Zu den Projekten gehört seit 2009 eine jährliche Spendenaktion der Ateliergemeinschaft Ines Kollar, dessen Verkaufserlöse zu hundert Prozent verschiedenen sozialen Einrichtungen im Norden zu Gute kamen. Über 9.600 € konnten bislang gespendet werden. Wie ich finde eine stolze Summe für ein Atelier. Zweimal habe ich mich auch an der Hamburger Kunstauktion „LebensKünstler“ der NCL-Stiftung beteiligt.
Eine weitere große Leidenschaft ist unser Garten der direkt an mein Atelier knüpft.

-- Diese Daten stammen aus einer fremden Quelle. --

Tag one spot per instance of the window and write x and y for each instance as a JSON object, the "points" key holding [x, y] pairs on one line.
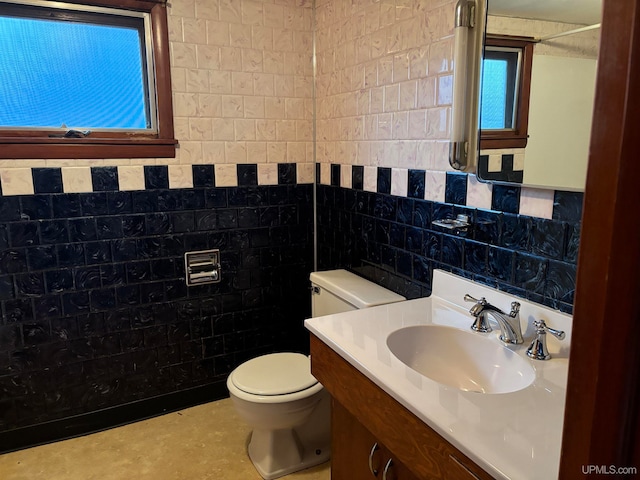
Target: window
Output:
{"points": [[83, 81], [506, 78]]}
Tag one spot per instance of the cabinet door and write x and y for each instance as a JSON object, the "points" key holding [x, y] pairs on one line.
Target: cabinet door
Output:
{"points": [[357, 455], [351, 445]]}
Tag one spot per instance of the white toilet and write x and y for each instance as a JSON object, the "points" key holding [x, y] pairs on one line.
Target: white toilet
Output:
{"points": [[278, 397]]}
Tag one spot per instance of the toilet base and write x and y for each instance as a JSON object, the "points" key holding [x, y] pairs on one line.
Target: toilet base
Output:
{"points": [[275, 453]]}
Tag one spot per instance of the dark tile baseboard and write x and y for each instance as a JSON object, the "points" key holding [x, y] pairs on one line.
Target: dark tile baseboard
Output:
{"points": [[107, 418]]}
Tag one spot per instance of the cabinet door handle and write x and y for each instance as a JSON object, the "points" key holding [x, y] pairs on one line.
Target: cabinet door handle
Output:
{"points": [[387, 469], [464, 467], [374, 449]]}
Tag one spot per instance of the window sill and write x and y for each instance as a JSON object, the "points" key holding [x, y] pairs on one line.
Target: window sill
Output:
{"points": [[498, 143], [17, 148]]}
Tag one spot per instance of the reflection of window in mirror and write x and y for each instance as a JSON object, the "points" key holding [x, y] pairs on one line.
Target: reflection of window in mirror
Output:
{"points": [[506, 78]]}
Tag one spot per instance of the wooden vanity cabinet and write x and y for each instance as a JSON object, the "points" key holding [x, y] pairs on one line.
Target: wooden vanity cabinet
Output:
{"points": [[364, 415]]}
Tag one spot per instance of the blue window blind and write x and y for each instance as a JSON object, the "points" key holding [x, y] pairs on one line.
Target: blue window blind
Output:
{"points": [[500, 79], [494, 94], [70, 74]]}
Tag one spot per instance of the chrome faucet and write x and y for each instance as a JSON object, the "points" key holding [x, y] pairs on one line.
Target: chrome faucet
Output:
{"points": [[538, 348], [509, 323]]}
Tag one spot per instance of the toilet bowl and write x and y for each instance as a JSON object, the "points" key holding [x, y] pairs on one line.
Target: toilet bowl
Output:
{"points": [[287, 409]]}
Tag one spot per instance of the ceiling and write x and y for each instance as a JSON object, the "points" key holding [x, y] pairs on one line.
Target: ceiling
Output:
{"points": [[585, 12]]}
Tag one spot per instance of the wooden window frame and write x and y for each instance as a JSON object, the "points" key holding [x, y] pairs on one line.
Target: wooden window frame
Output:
{"points": [[21, 144], [516, 137]]}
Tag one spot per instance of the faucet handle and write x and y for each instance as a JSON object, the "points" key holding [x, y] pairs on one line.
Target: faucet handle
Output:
{"points": [[538, 348], [480, 324], [469, 298]]}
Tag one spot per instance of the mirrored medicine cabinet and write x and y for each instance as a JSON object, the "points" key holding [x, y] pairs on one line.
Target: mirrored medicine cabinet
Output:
{"points": [[536, 92]]}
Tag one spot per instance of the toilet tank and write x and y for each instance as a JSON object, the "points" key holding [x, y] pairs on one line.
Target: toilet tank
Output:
{"points": [[335, 291]]}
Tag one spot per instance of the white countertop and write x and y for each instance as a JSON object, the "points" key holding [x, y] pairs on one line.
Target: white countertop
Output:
{"points": [[510, 435]]}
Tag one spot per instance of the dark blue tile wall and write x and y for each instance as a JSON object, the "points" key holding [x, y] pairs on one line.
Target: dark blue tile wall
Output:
{"points": [[95, 310], [391, 241]]}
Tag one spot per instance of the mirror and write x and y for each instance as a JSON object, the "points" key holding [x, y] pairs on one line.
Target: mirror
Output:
{"points": [[562, 87]]}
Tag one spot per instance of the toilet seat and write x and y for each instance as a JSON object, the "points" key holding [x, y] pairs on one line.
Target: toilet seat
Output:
{"points": [[274, 378]]}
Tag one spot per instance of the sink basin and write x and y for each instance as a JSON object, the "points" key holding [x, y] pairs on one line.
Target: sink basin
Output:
{"points": [[464, 360]]}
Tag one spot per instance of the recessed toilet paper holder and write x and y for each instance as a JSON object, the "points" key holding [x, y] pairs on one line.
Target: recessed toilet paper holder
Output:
{"points": [[202, 267]]}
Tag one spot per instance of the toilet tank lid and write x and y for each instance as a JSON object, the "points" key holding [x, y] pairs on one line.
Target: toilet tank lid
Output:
{"points": [[274, 374], [357, 291]]}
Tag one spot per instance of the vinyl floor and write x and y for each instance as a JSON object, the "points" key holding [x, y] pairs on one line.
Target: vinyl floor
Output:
{"points": [[206, 442]]}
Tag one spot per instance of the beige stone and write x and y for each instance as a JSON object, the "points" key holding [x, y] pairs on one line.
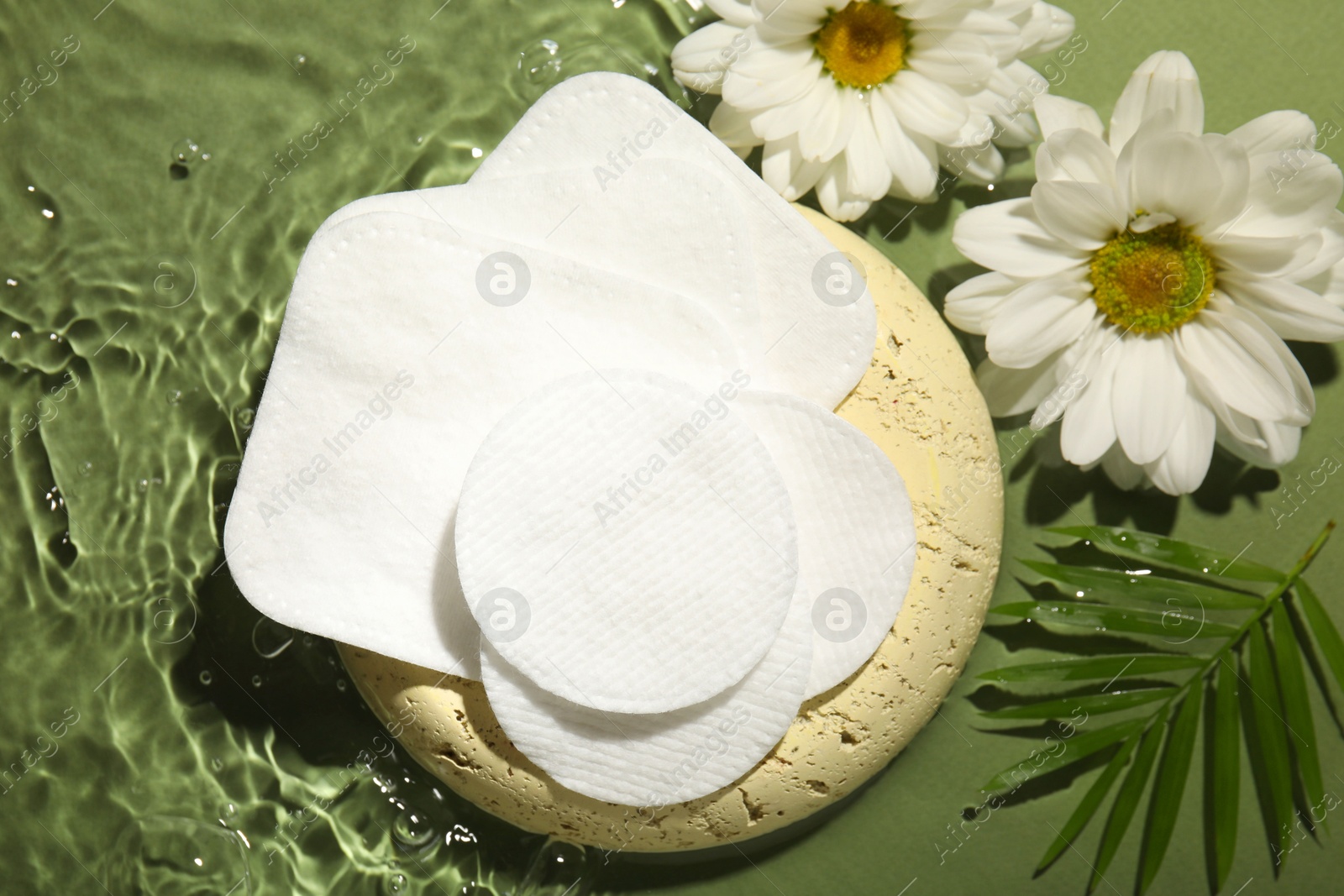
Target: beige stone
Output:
{"points": [[920, 403]]}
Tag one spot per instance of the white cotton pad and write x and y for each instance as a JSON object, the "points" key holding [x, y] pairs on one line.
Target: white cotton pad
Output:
{"points": [[663, 758], [817, 320], [857, 537], [402, 345], [669, 223], [625, 542]]}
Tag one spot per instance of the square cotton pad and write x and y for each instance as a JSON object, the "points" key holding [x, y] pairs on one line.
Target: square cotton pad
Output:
{"points": [[403, 343], [625, 542], [817, 322]]}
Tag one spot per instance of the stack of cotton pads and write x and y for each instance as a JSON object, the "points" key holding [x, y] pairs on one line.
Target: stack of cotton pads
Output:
{"points": [[568, 430]]}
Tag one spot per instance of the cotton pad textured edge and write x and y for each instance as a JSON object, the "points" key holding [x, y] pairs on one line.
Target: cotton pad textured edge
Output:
{"points": [[920, 403]]}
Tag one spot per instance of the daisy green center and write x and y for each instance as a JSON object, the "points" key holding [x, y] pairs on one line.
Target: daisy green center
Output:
{"points": [[1155, 281], [864, 45]]}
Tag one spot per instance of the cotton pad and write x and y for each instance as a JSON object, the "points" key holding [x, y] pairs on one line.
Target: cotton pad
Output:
{"points": [[627, 542], [857, 539], [669, 223], [403, 343], [664, 758], [817, 320]]}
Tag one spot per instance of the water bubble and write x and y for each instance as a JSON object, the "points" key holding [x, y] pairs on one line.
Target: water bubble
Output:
{"points": [[541, 62]]}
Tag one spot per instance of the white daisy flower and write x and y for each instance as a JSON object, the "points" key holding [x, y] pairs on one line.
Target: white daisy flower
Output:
{"points": [[1146, 288], [867, 98]]}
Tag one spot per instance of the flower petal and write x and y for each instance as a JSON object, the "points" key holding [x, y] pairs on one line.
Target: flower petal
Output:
{"points": [[1089, 427], [925, 107], [1147, 396], [788, 174], [974, 304], [1038, 320], [914, 168], [1184, 465], [1007, 237], [1290, 311], [1276, 132], [1167, 80], [1059, 113], [1082, 215]]}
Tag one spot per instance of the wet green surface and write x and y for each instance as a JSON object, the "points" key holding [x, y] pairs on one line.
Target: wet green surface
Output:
{"points": [[145, 710]]}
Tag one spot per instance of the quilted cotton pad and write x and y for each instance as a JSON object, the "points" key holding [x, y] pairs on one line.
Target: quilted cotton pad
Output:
{"points": [[663, 758], [645, 226], [857, 539], [817, 322], [625, 542], [403, 343]]}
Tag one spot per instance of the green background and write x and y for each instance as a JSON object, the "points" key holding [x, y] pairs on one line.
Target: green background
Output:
{"points": [[155, 296]]}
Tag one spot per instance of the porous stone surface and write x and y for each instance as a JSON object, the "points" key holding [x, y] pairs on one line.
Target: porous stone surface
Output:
{"points": [[920, 403]]}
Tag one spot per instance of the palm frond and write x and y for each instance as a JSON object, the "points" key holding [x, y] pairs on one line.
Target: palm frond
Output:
{"points": [[1250, 625]]}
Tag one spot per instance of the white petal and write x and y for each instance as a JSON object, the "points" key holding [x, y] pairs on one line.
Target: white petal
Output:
{"points": [[1290, 195], [1166, 80], [951, 58], [1059, 113], [833, 192], [1147, 396], [770, 76], [869, 172], [1075, 155], [1010, 391], [1184, 465], [925, 107], [914, 170], [1037, 322], [1290, 311], [1276, 132], [974, 304], [732, 127], [788, 174], [1082, 215], [701, 60], [1089, 427], [1007, 237], [1173, 172], [1122, 472]]}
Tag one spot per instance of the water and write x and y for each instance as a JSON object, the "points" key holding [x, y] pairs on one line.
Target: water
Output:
{"points": [[159, 186]]}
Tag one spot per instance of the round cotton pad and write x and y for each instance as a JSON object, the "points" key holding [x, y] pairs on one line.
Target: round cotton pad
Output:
{"points": [[857, 531], [663, 758], [627, 542]]}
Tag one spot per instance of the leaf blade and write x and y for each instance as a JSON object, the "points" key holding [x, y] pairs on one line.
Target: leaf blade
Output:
{"points": [[1169, 786], [1074, 748], [1110, 618], [1126, 801], [1142, 587], [1227, 768], [1124, 665], [1089, 804], [1092, 703], [1323, 629], [1155, 548], [1297, 707]]}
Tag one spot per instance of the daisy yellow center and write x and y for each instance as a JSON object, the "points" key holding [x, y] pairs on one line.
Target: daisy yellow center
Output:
{"points": [[1155, 281], [864, 45]]}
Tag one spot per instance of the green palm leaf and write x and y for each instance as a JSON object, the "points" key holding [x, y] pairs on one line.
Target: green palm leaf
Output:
{"points": [[1169, 786], [1126, 665], [1142, 587], [1227, 768], [1155, 548], [1173, 624], [1253, 672]]}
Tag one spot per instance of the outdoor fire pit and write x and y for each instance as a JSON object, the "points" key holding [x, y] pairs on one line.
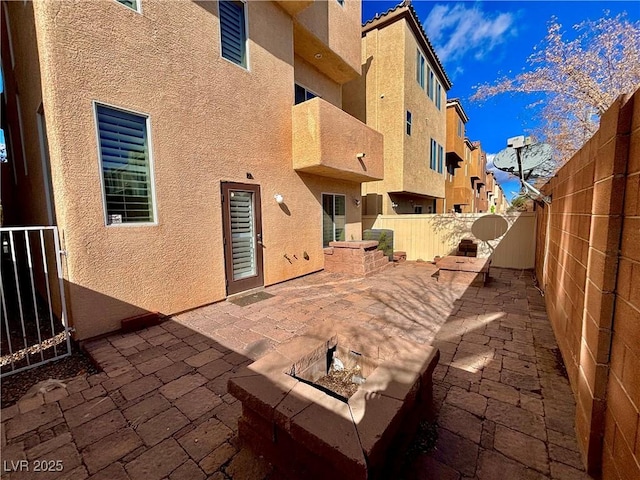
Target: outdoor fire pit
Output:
{"points": [[314, 417]]}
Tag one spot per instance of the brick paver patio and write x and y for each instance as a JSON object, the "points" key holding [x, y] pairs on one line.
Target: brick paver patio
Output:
{"points": [[160, 408]]}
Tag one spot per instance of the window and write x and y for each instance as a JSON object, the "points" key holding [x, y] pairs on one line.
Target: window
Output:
{"points": [[302, 94], [333, 218], [420, 69], [433, 155], [124, 150], [132, 4], [451, 170], [430, 85], [233, 35]]}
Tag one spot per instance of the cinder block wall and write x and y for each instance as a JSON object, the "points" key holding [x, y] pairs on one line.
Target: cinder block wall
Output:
{"points": [[588, 263]]}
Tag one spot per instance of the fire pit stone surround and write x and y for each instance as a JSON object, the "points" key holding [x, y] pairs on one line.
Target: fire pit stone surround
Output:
{"points": [[309, 434]]}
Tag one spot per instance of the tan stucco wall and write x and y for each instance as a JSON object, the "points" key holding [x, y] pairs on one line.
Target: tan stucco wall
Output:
{"points": [[309, 77], [455, 143], [336, 26], [323, 141], [428, 122], [211, 121], [30, 182], [388, 64]]}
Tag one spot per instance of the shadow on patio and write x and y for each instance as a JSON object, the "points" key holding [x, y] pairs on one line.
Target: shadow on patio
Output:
{"points": [[160, 408]]}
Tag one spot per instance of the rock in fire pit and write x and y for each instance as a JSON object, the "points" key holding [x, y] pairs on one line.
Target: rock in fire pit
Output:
{"points": [[308, 419]]}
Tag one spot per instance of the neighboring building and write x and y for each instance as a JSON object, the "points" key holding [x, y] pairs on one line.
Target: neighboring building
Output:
{"points": [[458, 183], [402, 94], [495, 195], [478, 175], [185, 150]]}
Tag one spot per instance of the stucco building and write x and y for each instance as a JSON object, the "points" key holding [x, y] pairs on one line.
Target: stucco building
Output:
{"points": [[402, 93], [458, 196], [185, 150], [478, 174]]}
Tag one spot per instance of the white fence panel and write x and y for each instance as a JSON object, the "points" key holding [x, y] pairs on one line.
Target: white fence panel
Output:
{"points": [[509, 239]]}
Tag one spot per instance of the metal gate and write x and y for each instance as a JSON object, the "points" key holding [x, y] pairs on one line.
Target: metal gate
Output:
{"points": [[33, 316]]}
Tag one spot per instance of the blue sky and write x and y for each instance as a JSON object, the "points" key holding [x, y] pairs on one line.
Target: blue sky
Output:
{"points": [[479, 42]]}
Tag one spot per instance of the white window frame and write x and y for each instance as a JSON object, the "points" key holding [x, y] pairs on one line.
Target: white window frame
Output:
{"points": [[246, 40], [322, 194], [138, 8], [152, 177]]}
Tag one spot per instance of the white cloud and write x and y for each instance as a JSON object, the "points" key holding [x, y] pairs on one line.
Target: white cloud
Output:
{"points": [[458, 30]]}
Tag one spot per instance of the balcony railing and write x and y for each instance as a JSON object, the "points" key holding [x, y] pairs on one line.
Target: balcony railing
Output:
{"points": [[329, 142]]}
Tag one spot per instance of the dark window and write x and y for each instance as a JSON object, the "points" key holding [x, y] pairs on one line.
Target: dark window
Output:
{"points": [[233, 33], [126, 171]]}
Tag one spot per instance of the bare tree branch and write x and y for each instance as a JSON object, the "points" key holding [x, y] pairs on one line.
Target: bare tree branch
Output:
{"points": [[580, 78]]}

Hier stehen viele selbstgeschmiedete Skulpturen, bemalte Stühle, bepflanzte Jeanshosen, “blühende Köpfe“, ein altes Küchenbuffet und so weiter.
Wir haben bisher 6 Mal am „Offenen Garten in Schleswig-Holstein“ teilgenommen. Da sich meine Arbeitsräume, wie schon gesagt im Erdgeschoss befinden und wir eine Grenzbebauung haben, gehen an den Wochenenden auch alle Besucher durch das Atelier. Viele sind überrascht, aber auch erfreut, so unvermittelt auf Kunst zu treffen.
Mein Mann Jürgen Zocher und ich sind gerne Gastgeber, beruflich und privat.
Wir sind seit 15 Jahren eine große Patchwork-Familie, mit 5 erwachsenen Kindern, 4 Schwiegertöchter und derzeit 5 Enkelkindern.
Als leidenschaftliche Köchin und Bäckerin werden Besucher meiner Ausstellungen, den Workshops, dem offenen Garten und beim jährlichen “Plausch im Atelier“ gut und reichlich verköstigt.
Es macht einfach Spaß, ein offenes und gastfreundliches Atelierhaus zu haben und das auch zu leben.